We are hoping Paraclimbing will be added to the 2028 Paralympics. So, if this happened the dream would be to climb in the finals at the Paralympics.
How have you found the competition circuit so far?
The competition scene is great. It’s really helpful meeting other disabled climbers and learning how people with similar impairments climb. Everyone at competitions is super friendly and supportive and I highly recommend it to disabled climbers.
What is the biggest challenge you’ve faced in your climbing journey so far?
The biggest challenge I face is the lack of accessible climbing centres and the negative assumptions from non-disabled climbers about what paraclimbers can do.
Do you climb outdoors? And if so, is there a dream area you’d like to climb?
I really enjoy climbing outdoors. However, most outdoor places are difficult for wheelchair users to access due to barriers like stiles instead of a gate or rough, uneven terrain.
I like sport climbing as it means you don’t have to carry too much gear with you. One of my favourite spots is Horseshoe quarry. I’m hoping to get outside when the weather is nicer and find some new places that are wheelchair friendly.
What is your favourite centre to train at?
My favourite centre to train at has been Big Depot and I’m super excited for it to re-open. I live locally to Big Depot, it’s my nearest wall and where I topped my first 6b.
What is on the agenda for your climbing in 2023 and beyond?
I will be heading to my first World Championships in Berns this summer and would like to finish in the top 5. The plan is to continue learning, and working on my climbing and hopefully win a medal in the next few years. I also want to continue finding more accessible outdoor locations and improve my outdoor climbing ability.
What advice would you give to anyone thinking about giving climbing a try?
Go for it and just give it ago. It doesn’t matter how you climb or how quick you are, everyone has their own way of doing something.
How can the climbing community increase allyship and/or become more accessible to anyone with health conditions or impairments?
Firstly, if you think your local climbing centre isn’t accessible then challenge it and be a voice for the community. Maybe there is no accessible parking or steps to get in the building, preventing disabled people from being able to access climbing.
Equally, please don’t park in accessible parking spots without a blue badge! If I don’t park in a disabled space then I can’t physically get out of my car and sometimes parking down the road and pushing to a centre is not the safest or easiest thing to do. If there is no accessible space I have to literally turn my car around and go home.
You can also speak to paraclimbers and ask questions but be mindful of how you say it and what you ask. You don’t necessarily need to know why someone is a paraclimber but feel free to ask about climbing-related things.
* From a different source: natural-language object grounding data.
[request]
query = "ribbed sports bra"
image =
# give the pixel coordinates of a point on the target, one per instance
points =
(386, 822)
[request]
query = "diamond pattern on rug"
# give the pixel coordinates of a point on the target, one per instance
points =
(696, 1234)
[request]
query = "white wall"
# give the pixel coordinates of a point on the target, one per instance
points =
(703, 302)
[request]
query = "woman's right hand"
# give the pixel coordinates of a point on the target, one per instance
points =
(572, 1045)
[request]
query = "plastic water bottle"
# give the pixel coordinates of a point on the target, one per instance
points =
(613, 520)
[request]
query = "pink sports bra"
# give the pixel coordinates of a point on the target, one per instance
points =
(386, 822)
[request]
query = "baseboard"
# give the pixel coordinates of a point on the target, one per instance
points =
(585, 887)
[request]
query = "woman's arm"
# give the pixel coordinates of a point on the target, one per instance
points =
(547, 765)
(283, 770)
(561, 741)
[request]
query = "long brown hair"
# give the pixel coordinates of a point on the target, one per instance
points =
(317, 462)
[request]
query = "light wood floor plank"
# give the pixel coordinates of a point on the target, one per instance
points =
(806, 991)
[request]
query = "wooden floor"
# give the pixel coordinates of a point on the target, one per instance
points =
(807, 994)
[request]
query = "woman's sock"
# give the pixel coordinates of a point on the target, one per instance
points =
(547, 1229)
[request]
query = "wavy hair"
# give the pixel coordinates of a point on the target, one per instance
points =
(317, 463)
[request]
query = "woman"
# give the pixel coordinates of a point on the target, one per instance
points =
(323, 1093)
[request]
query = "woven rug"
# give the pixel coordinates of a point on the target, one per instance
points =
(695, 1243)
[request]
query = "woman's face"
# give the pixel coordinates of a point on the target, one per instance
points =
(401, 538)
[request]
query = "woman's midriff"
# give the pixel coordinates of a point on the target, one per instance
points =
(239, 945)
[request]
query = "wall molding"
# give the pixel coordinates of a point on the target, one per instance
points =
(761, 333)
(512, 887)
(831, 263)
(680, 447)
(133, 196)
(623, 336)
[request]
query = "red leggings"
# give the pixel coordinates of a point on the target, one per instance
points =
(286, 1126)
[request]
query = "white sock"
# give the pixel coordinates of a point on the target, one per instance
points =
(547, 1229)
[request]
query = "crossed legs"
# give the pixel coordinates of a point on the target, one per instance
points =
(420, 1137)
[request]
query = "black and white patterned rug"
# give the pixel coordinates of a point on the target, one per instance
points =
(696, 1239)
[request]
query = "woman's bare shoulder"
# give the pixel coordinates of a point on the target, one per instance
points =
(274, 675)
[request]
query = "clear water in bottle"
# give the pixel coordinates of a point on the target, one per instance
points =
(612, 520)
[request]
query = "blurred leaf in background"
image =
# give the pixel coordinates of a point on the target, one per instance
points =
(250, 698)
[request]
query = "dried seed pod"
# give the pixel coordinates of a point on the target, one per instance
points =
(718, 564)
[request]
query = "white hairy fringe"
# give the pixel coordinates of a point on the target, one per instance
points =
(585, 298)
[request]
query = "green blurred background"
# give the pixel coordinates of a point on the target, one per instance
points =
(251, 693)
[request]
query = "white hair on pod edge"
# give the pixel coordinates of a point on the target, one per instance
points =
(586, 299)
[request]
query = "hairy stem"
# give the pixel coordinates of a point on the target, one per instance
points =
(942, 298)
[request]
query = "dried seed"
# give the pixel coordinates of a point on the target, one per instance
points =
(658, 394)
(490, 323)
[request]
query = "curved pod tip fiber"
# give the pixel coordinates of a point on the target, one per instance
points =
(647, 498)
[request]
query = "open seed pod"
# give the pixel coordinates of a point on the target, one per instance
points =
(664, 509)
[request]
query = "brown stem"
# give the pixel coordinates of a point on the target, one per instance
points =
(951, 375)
You can support paraclimbers by coming along to our competitions, following us on social media, or volunteering with some of the awesome paraclimbing organisations.
Can you tell us more about the Leeds Paraclimbing Club?
I set up Leeds paraclimbing club to challenge some of the barriers disabled people face when accessing climbing and adventurous activities and get more disabled people into the sport. We run weekly sessions and outdoor trips and have had over 100 new people come along to a session since we launched in 2021.
What other passions motivate you and bring you joy?
I love sports and the outdoors. I recently took up sit skiing after spending some time in Colorado in the Rocky Mountains. Skiing gives me the same sense of freedom as climbing and I am hoping to continue progressing and getting down harder runs without falling over.
I enjoy being outdoors and find it helps massively with my mental health.
Who do you look up to and/or admire?
I look up to some of the amazing paraclimbers on the GB Climbing Team, like visually impaired climbers Jesse Dufton (and his guide Molly) and Abbie Robinson. They are both super strong and acing the competition scene.
I also look up to non-disabled climbers like Janja Garnbert and Shauna Coxsey and wish my competition head game was as good as theirs.
Thanks Lucy! Everyone at Depot Climbing is really excited to have you on board.